Monday, Jul 04, 2022

Will Budget 2022 Bridge The Digital Gap In Education?

The announcements do not offer anything new or try to address the existing issues such as the huge shortage of human resources and infrastructure in education, say some experts

Asserting the Centre's push for digital education, finance minister Nirmala Sitharaman on Tuesday announced several initiatives aimed at promoting online learning and training in the country. A digital university, 750 virtual labs to enhance thinking skills in science and mathematics and expansion of the "One Class, One TV Channel" programme under the PM e-VIDYA scheme from the present 12 TV channels to 200 are among the initiatives that will be implemented in the coming year, as mentioned in the Union budget 2022-23.

Although many edutech companies heaped praises on the finance minister, stating that the initiatives would help streamline their curriculum in line with an increasing demand for online education, a section of experts is apprehensive about the real benefits of this kind of digital expansion of learning methods.

The announcements will bridge neither the education nor the digital divide that the pandemic has created over the past two years, say some experts. Gurumurthy Kasinathan, director and lead, education and technology, IT for Change, a Bengaluru-based NGO, says that the budgetary proposals are inadequate to bring digital equality. “Huge digital infrastructure at the family level is missing in the budget. If you start 200 channels, it will not be a medium to educate children. They have to go to the school, sit in the classroom and learn with other children,” says Kasinathan, adding that the bigger issue is the education divide which the budget has completely ignored.

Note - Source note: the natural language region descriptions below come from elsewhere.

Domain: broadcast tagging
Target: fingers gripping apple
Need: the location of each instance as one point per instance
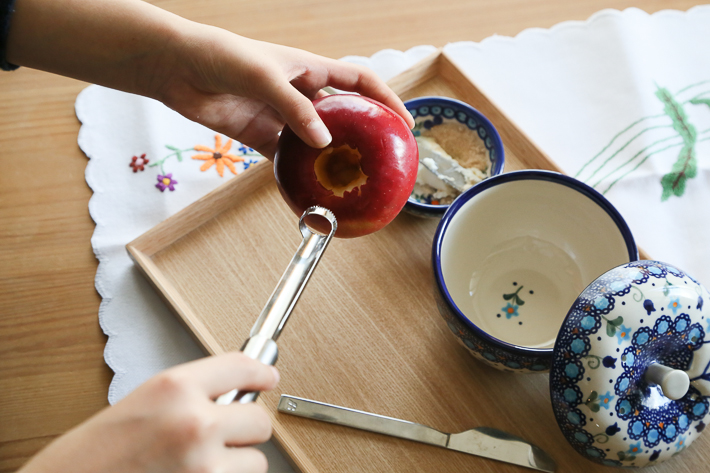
(364, 176)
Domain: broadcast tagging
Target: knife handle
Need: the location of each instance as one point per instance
(361, 420)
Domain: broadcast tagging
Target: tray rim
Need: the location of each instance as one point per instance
(167, 232)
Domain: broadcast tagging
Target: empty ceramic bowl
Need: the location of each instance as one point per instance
(512, 254)
(465, 135)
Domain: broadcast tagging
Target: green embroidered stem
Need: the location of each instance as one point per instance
(621, 149)
(614, 139)
(643, 160)
(697, 100)
(630, 160)
(685, 166)
(176, 152)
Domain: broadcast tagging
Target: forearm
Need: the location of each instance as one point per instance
(116, 43)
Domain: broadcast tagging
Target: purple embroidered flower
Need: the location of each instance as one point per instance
(138, 163)
(166, 182)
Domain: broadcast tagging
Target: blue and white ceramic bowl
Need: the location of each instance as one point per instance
(613, 399)
(431, 112)
(513, 253)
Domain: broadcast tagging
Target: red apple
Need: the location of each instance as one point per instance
(364, 176)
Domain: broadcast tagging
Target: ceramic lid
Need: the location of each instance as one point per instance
(610, 406)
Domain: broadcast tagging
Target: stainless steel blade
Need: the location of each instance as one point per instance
(483, 441)
(502, 446)
(449, 172)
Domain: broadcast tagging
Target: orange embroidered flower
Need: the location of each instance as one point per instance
(217, 156)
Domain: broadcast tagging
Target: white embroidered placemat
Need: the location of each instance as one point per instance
(621, 101)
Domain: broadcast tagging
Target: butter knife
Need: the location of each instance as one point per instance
(482, 441)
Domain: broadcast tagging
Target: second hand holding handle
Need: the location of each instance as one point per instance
(261, 344)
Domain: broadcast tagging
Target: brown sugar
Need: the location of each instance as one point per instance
(461, 144)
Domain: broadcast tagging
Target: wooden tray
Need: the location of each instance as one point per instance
(366, 333)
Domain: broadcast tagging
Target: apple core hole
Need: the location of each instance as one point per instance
(317, 224)
(338, 169)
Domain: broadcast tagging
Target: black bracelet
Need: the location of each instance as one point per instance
(7, 8)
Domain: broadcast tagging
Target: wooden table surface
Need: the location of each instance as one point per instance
(52, 372)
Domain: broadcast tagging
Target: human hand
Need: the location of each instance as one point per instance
(240, 87)
(249, 89)
(171, 424)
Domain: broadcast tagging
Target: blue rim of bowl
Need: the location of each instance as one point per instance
(540, 175)
(497, 143)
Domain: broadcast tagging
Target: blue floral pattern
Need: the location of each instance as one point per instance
(479, 347)
(429, 112)
(643, 312)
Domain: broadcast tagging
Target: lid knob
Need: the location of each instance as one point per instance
(674, 383)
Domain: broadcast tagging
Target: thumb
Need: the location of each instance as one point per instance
(300, 115)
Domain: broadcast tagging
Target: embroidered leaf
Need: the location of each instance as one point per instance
(700, 101)
(685, 166)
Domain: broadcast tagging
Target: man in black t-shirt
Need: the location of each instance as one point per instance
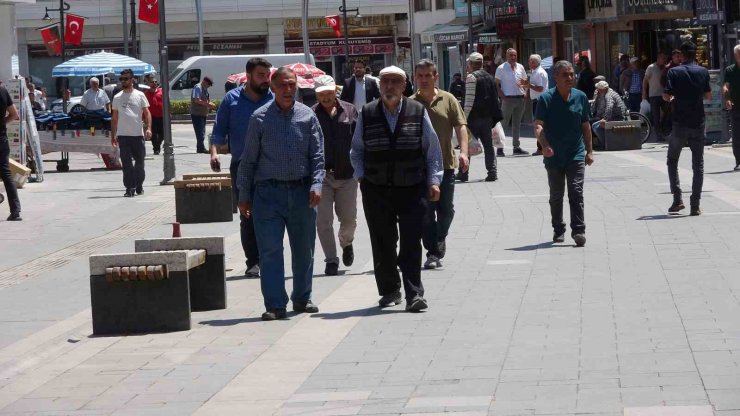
(686, 88)
(8, 113)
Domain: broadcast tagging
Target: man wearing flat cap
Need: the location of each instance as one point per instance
(397, 158)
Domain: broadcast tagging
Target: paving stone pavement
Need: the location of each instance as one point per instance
(643, 321)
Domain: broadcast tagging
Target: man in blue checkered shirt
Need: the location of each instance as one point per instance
(280, 179)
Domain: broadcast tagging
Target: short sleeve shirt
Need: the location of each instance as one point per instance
(446, 114)
(562, 123)
(130, 107)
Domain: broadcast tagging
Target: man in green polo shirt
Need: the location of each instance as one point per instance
(562, 128)
(446, 115)
(731, 92)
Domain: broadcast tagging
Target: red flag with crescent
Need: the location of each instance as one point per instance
(73, 29)
(334, 23)
(149, 11)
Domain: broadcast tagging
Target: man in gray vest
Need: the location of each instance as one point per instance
(397, 158)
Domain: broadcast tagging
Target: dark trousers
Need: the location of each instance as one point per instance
(132, 149)
(13, 201)
(199, 125)
(658, 115)
(572, 176)
(481, 128)
(440, 214)
(246, 224)
(157, 133)
(735, 114)
(695, 139)
(390, 213)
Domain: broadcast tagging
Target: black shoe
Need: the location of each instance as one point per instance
(390, 300)
(417, 304)
(274, 314)
(580, 239)
(348, 255)
(677, 206)
(332, 269)
(442, 249)
(307, 307)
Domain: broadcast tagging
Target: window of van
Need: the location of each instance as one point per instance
(187, 80)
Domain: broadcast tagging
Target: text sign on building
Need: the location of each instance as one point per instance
(636, 7)
(601, 9)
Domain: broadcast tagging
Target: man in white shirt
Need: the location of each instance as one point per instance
(511, 77)
(95, 99)
(538, 83)
(130, 108)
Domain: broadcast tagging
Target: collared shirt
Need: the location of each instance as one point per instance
(446, 114)
(510, 77)
(338, 131)
(284, 146)
(687, 84)
(562, 121)
(429, 144)
(232, 120)
(539, 78)
(94, 100)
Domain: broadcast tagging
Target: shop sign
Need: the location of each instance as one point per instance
(601, 9)
(637, 7)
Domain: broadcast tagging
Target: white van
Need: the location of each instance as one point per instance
(218, 68)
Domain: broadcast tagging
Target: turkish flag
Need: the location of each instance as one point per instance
(50, 35)
(149, 11)
(73, 29)
(334, 23)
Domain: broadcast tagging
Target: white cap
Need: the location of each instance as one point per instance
(392, 70)
(324, 83)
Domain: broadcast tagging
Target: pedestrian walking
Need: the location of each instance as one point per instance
(652, 92)
(130, 124)
(686, 88)
(731, 93)
(339, 192)
(9, 113)
(538, 83)
(154, 96)
(511, 79)
(482, 112)
(360, 88)
(200, 106)
(397, 159)
(562, 127)
(280, 179)
(232, 122)
(446, 116)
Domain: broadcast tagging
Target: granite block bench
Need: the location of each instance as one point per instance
(142, 292)
(207, 281)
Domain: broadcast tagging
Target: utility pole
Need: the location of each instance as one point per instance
(169, 150)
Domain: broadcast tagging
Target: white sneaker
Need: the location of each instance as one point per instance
(253, 271)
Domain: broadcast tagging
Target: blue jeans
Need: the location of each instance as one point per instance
(199, 125)
(277, 206)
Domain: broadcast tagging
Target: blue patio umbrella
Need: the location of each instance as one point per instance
(101, 63)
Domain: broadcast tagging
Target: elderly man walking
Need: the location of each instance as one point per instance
(397, 159)
(447, 116)
(280, 179)
(563, 129)
(511, 79)
(339, 192)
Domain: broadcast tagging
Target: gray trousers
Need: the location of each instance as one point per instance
(513, 110)
(338, 195)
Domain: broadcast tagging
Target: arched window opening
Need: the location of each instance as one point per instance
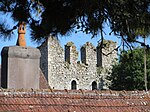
(73, 85)
(94, 85)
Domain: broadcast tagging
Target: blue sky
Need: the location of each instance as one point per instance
(78, 39)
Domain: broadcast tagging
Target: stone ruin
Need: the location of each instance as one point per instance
(63, 70)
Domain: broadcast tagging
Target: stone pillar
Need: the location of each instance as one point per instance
(20, 67)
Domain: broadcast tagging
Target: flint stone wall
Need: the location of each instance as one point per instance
(61, 73)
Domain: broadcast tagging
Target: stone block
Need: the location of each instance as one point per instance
(20, 67)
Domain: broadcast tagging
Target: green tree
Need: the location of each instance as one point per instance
(128, 74)
(126, 18)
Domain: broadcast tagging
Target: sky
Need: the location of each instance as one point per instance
(79, 39)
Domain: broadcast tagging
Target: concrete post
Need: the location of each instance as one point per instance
(20, 67)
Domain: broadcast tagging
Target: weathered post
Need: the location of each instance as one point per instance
(20, 64)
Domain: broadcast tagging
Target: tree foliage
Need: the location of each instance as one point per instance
(126, 18)
(128, 74)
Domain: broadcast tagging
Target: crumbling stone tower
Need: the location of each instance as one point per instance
(63, 71)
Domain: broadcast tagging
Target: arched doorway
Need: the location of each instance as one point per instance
(73, 85)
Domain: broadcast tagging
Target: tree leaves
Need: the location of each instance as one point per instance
(128, 74)
(126, 18)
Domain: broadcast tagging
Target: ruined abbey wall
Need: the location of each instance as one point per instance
(61, 67)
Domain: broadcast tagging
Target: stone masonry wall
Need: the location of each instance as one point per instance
(61, 73)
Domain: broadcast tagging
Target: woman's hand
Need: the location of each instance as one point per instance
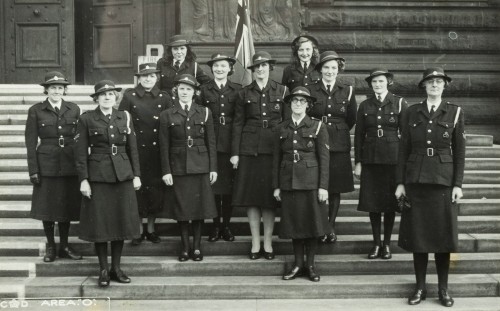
(277, 193)
(85, 188)
(235, 160)
(213, 177)
(168, 180)
(322, 195)
(137, 183)
(400, 190)
(357, 170)
(456, 194)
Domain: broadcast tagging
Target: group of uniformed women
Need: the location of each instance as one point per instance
(187, 147)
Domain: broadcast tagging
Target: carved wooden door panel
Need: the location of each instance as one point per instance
(39, 37)
(112, 40)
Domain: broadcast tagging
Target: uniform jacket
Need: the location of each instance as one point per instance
(378, 125)
(432, 149)
(301, 157)
(294, 76)
(106, 163)
(257, 113)
(221, 103)
(337, 110)
(54, 156)
(168, 73)
(187, 142)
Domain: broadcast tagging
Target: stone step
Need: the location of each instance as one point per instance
(348, 264)
(170, 245)
(259, 287)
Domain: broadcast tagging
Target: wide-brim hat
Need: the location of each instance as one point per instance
(308, 37)
(104, 86)
(434, 72)
(179, 40)
(378, 72)
(54, 77)
(302, 91)
(147, 68)
(187, 79)
(261, 57)
(327, 56)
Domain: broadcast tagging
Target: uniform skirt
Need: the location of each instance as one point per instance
(225, 174)
(56, 199)
(191, 198)
(377, 187)
(302, 216)
(253, 185)
(430, 225)
(111, 214)
(341, 179)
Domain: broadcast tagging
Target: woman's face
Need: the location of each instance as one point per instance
(434, 86)
(379, 84)
(330, 70)
(148, 81)
(55, 92)
(221, 69)
(185, 92)
(106, 99)
(179, 52)
(305, 51)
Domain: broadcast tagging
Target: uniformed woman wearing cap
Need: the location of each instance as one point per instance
(145, 102)
(220, 96)
(189, 163)
(109, 176)
(430, 173)
(51, 164)
(179, 59)
(336, 107)
(258, 110)
(305, 56)
(300, 181)
(376, 143)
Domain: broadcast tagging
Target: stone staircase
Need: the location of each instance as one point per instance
(347, 277)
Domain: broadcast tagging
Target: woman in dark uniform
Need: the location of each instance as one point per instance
(305, 55)
(189, 163)
(336, 107)
(51, 164)
(179, 59)
(220, 96)
(300, 179)
(109, 176)
(258, 110)
(145, 102)
(430, 173)
(376, 145)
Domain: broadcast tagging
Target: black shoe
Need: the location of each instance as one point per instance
(386, 252)
(374, 252)
(417, 297)
(103, 280)
(50, 253)
(311, 273)
(215, 235)
(227, 235)
(445, 298)
(292, 274)
(68, 252)
(152, 237)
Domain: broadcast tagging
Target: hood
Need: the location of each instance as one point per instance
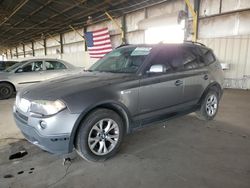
(70, 84)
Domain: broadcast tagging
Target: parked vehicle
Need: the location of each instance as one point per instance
(6, 64)
(31, 71)
(129, 88)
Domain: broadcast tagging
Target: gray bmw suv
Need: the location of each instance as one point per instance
(133, 86)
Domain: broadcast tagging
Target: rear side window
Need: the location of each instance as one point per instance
(166, 56)
(190, 58)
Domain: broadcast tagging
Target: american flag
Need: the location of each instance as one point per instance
(98, 42)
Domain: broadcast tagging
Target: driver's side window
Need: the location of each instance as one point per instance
(33, 67)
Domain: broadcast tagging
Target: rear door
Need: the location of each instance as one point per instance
(195, 73)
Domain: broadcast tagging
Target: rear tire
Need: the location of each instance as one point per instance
(209, 106)
(6, 90)
(100, 135)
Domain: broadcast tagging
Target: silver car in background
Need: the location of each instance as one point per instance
(30, 72)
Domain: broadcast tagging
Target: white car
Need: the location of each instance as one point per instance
(30, 72)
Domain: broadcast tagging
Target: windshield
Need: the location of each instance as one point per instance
(122, 60)
(9, 69)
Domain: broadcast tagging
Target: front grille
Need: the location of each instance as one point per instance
(22, 117)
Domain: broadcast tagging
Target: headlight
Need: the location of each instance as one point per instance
(46, 108)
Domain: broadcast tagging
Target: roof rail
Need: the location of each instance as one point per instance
(189, 41)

“Children from poor families have forgotten many things as they have not gone to schools for two years and that gap cannot be filled digitally. Every child has to be taught in the classroom in a manner that the education gap can be filled,” he explains.

He feels that there should have been an increase in the allocation towards support for schools in the budget. Kasinathan points out that additional teachers are required and that the existing teachers do not have anything other than textbooks. A lot of other additional materials, such as library books and teaching-learning materials, are missing in government schools and are required, he adds.

Some experts say that all open and correspondence universities are running on the online mode and, in a way, are all digital universities. So, the announcement does not offer anything new or try to address the existing issues, such as the huge shortage of human resources and infrastructure in education.

M.M. Ansari, a former member of the University Grants Commission, is of the view that from 1996 till the release of the National Education Policy 2020, governments have been talking about the use of new information and communication technology, such as computers, internet, mobile, etc. as the medium to impart education. “We have seen during the pandemic that digital education has certain limitations as well as challenges. Uneducated parents find it difficult to assist their wards during online classes. So, the digital divide has widened the gap of the already existing education inequality,” says Ansari. “Even if the government provides all the courses and material online, every student does not have a computer, smartphone, continuous power supply and Wi-Fi in his or her village,” he adds. 

Educationists argue that while the digital medium can enhance the accessibility of content, the quality of education will remain an area of serious concern. “Educational institutions are training grounds for personality and interpersonal development skills. Just like you cannot create good cricketers, footballers and hockey players through online education, you cannot produce top quality professionals, scholars, researchers and teachers through digital education,” says an accomplished educationist from one of the top private universities, requesting anonymity. “Is our government school education good enough to prepare millions of kids to accept e-learning that will be served through mobile, computers and television?” he asks. 

Another reputed educationist, running a chain of private universities in India and abroad, says that at the supply level, the government announcements sound good but question if the government is aware of the demand side. “Will children learn on their own? The government might create e-content and a medium through which it will be delivered to your doorstep but that will not fulfil the demand at the primary and secondary level,” he argues. There is a need for funds and investments in gamification and virtual reality to make digital content and e-learning more interesting, he opines. “Imagine a Tom and Jerry cartoon show with educational content in it,” he adds.

Amid criticism, some entrepreneurs running private educational institutions believe that the budgetary provisions will compensate for the loss that the children have suffered during the pandemic. “Students, particularly in government schools, have suffered because of the pandemic for the last two years. The 'One Class, One TV Channel' programme will provide supplementary education to children to make up for the loss of formal education due to Covid-19," says Manpreet Singh Chaddha, chairman, Genesis Global School, a private school in Delhi NCR.

Shreya Reddy, director, finance and administration, CMR University, Bengaluru, says that there is an emphasis on deeper penetration of the PM e-VIDYA scheme to reach a relatively wider populace. “With the expansion in the number of TV channels, it should now be easier for states to provide supplementary education in their respective regional language for classes 1 to 12. This is a right step towards ensuring that basic education reaches all, even in the midst of varying Covid-19 situations,” says Reddy.

“The budget has also highlighted the Union government's focus on establishing a digital university which is expected to make e-content accessible to a majority of the Indian populace through smartphones, tablets and computers. This could lead to deeper penetration of technology, especially in the tier II and tier III regions of the country where access to technology has been limited as compared to urban areas,” Reddy adds.